Myles is incorrect in thinking that adding 0.75 units to the coordinates of the vertices of triangle XYZ will help him draw the dilated image. Here's why:

To dilate a shape, we need to adjust the distance of each point from the center of dilation according to the given scale factor. The scale factor determines how much the shape will be expanded or contracted.

In this case, the center of dilation is the origin (0,0), and the scale factor is 0.75. To dilate a point, we multiply its coordinates by the scale factor.

To graph the dilation of triangle XYZ, Myles should follow these steps:

1. Find the coordinates of each vertex of triangle XYZ.
2. Multiply the coordinates of each vertex by the scale factor of 0.75.
For example, if the original coordinates of vertex X are (x1, y1), the dilated coordinates will be (0.75 * x1, 0.75 * y1). Repeat this for each vertex.
3. Plot the dilated coordinates to graph the dilated image of triangle XYZ.

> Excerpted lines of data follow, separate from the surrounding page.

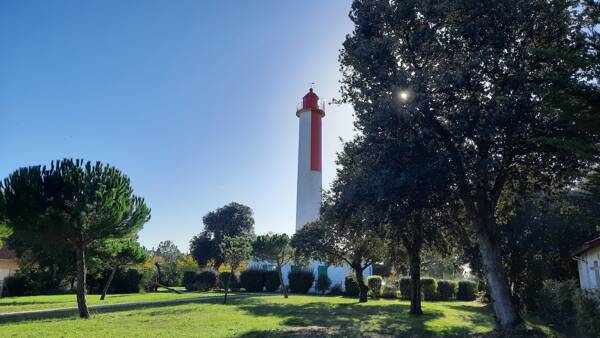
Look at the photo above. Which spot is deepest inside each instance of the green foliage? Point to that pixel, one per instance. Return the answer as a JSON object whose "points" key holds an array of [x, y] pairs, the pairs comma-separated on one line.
{"points": [[189, 277], [350, 286], [446, 289], [253, 280], [301, 280], [555, 302], [231, 220], [323, 283], [587, 312], [466, 290], [405, 288], [428, 288], [375, 284], [234, 282], [336, 290], [16, 285], [271, 279], [389, 292]]}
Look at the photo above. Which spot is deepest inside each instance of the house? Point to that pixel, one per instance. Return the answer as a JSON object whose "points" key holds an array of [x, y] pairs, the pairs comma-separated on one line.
{"points": [[8, 265], [588, 264]]}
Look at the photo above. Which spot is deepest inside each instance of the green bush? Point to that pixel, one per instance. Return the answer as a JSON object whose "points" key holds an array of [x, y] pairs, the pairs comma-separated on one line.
{"points": [[389, 292], [466, 290], [375, 283], [301, 280], [189, 277], [446, 289], [234, 283], [587, 312], [405, 288], [126, 282], [555, 302], [336, 290], [323, 283], [15, 285], [428, 288], [271, 280], [205, 280], [351, 287], [253, 280]]}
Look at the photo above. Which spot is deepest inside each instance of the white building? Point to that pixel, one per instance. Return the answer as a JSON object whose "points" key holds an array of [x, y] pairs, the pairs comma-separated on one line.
{"points": [[588, 264]]}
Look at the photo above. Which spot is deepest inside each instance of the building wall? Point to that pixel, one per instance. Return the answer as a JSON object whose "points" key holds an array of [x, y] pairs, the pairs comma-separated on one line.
{"points": [[587, 277]]}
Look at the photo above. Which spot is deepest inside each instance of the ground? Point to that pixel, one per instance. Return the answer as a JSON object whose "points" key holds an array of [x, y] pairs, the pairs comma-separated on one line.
{"points": [[258, 316]]}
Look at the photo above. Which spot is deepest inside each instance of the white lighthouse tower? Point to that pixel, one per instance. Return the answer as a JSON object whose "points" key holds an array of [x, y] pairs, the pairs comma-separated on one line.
{"points": [[308, 199]]}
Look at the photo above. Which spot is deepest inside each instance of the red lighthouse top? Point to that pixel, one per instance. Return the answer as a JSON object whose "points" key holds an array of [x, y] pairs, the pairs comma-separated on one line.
{"points": [[310, 100]]}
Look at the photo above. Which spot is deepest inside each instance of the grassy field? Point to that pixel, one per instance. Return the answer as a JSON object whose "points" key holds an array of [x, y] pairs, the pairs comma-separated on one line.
{"points": [[14, 304], [270, 316]]}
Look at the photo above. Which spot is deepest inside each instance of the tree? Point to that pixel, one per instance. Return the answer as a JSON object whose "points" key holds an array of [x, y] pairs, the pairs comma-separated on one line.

By following these steps, Myles will accurately graph the dilated image of triangle XYZ with the origin as the center of dilation and a scale factor of 0.75.

Myles is incorrect in thinking that adding 0.75 units to the coordinates of the vertices of XYZ will accurately draw the dilated image. The reason is that a dilation with a scale factor of 0.75 involves shrinking the original image. Adding a value to the coordinates would actually result in expanding the image, not shrinking it.

To correctly graph the dilated image, Myles needs to follow these steps:

1. Draw the original triangle XYZ.
2. Identify the center of dilation, which in this case is the origin (0,0).
3. Determine the scale factor, which is given as 0.75.
4. For each vertex of the original triangle, perform the following steps:
- Multiply the x-coordinate of the vertex by the scale factor.
- Multiply the y-coordinate of the vertex by the scale factor.
- This will give you the corresponding coordinates for the dilated image.
5. Connect the new coordinates to form the dilated triangle.

By multiplying the coordinates of each vertex by the scale factor, Myles can properly "shrink" the original triangle XYZ around the origin, resulting in the correct dilated image.